# Forum Home Renovation General Odds & Sods  Cost of cement

## nev25

Can someone give me some indication of what I would expect to pay for concrete in Vic. 
Also how much time is involved for someone to prepare an pour and finish a 6x9 slab

----------


## wizard

Hi 
Approximate cost of concrete in Vic is $165 per cubic metre then add GST and cost of delivery depending on the distance they need to travel. I dont know about the time to prepare and pour. how thick is it going to be and will there be Reo in it? If it was 100mm thick you would need about 5.4 cubic m if everything was accurate. If the depth varies you will need more. 120 mm thick could need about 6.5 cubic m
Hope this helps
Cheers

----------


## Vernonv

You don't need to worry about that, your concreter will know.  :Blush7: Sorry couldn't help myself ...  
I had a 7.5 x 12 slab done. It took a couple of blokes half a day to setup the site (already level) and maybe half a day to pour and finish the slab. I don't know the cost of the concrete, but the total job cost me about $70 a square metre.

----------


## nev25

> , but the total job cost me about $70 a square metre.

  
A  Square Metre or Cubic metre??

----------


## Vernonv

It was $70 per square metre (of finished concrete slab, min 100mm thick) ie boxing, reo, membrane, concrete, finishing, labour ... the lot.

----------


## nev25

> It was $70 per square metre (of finished concrete slab, min 100mm thick) ie boxing, reo, membrane, concrete, finishing, labour ... the lot.

  Thank 
Thats seems to be the going price around here. 
Just trying to justify the cost
Not that I'm complaining or starting wold war 3(or are we up to 5 :No: ) BUT!!!!!! 
I'm in the process of organizing a 9x6 slab for a shed.
Ive had quotes from $3000 to $3500 plus the cost of a bobcat to level the site (there is a slight fall across the block). 
My way of thinking 
Concrete cost around $900
Allow say $1000 for reo, Chairs and boxing material(Am I close)
Leaving $1100 to $1600 for labour
Assuming it takes 8 hours from start to finish
Thats between $137 to $200 an hour for Labour 
Am I missing something 
And people complain and sometime refuse to pay Electricians $66 an hour
I'm in the wrong game

----------


## Vernonv

> Thank 
> Concrete cost around $900
> Allow say $1000 for reo, Chairs and boxing material(Am I close)
> Leaving $1100 to $1600 for labour
> Assuming it takes 8 hours from start to finish
> Thats between $137 to $200 an hour for Labour 
> Am I missing something

  I reckon your concrete cost is a tad low by maybe $200 to $400 (taking into account transport, and extra concrete for beams/footings/wastage), so the labour is probably a little high.    

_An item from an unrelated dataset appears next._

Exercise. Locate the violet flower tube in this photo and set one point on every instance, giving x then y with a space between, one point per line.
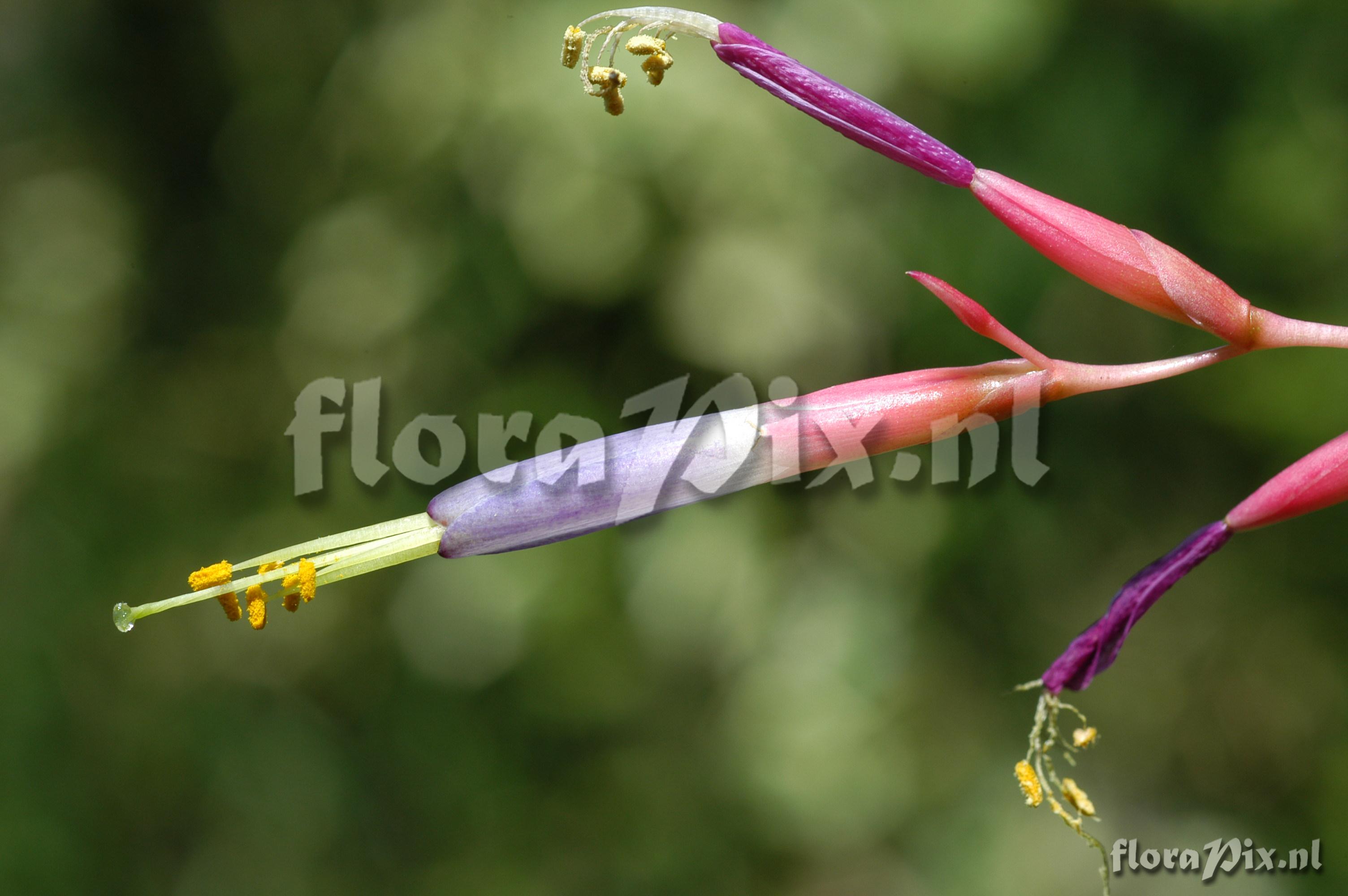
617 479
1125 263
1313 483
843 110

> And people complain and sometime refuse to pay Electricians $66 an hour
> I'm in the wrong game

  I've done a little bit of concreting (small pads) and I would rather be a poor electrician than a rich concreter. Although it would be a different story if you could just get a bunch of labourers to do the work while you sit back and relax (but now your starting to eat into your profit).

----------


## Bloss

A 9x6 slab setup, pour & finish in a day - probably three workers getting from $46 to $67 and hour on your numbers? Seems OK to me. 
I reckon your concrete cost is low - and too little. For a slab floor of a shed I would not use less than 150mm which on that size on flat site is around 8m3 and with all costs inc GST & kms etc you are looking at $200 m3 = ~$1600. But even if you are doing 100 mm it would be ~$1200. At the compromise 120mm it'll be over $1300. Thickness depends on what you plan having in it and doing in it, but IMO the small incremental cost (relative to the total shed cost) of the extra few mm is worth it. Alternatively have them excavate to have a perimeter beam of at least 300mm W x 200mm D and a double layer of reo with the centre portion at 100mm. Depends on your site too. 
As has been said elsewhere it is good idea to have an extra bit boxed up where any excess concrete can be used to good effect - a small apron at the front, a path somewhere or a small entry slab at the personal entry door position if there is one. It is not uncommon to have a good amount left over - even up to a metre or more and if you don't use it it will be dumped (and you will have paid for the load anyway). 
I am about to get a new slab the same size (but will have it 150mm) - if I get the slab only for $3-3.5K I'll be happy.  :2thumbsup:  
And like Vernonv - concreting like bricking & tiling I am happy to pay others well to do it. I have done more than my share over the years and in nearly all cases it was false economy (although if ya ain't got the cash ya ain't got the cash).  :Biggrin:

----------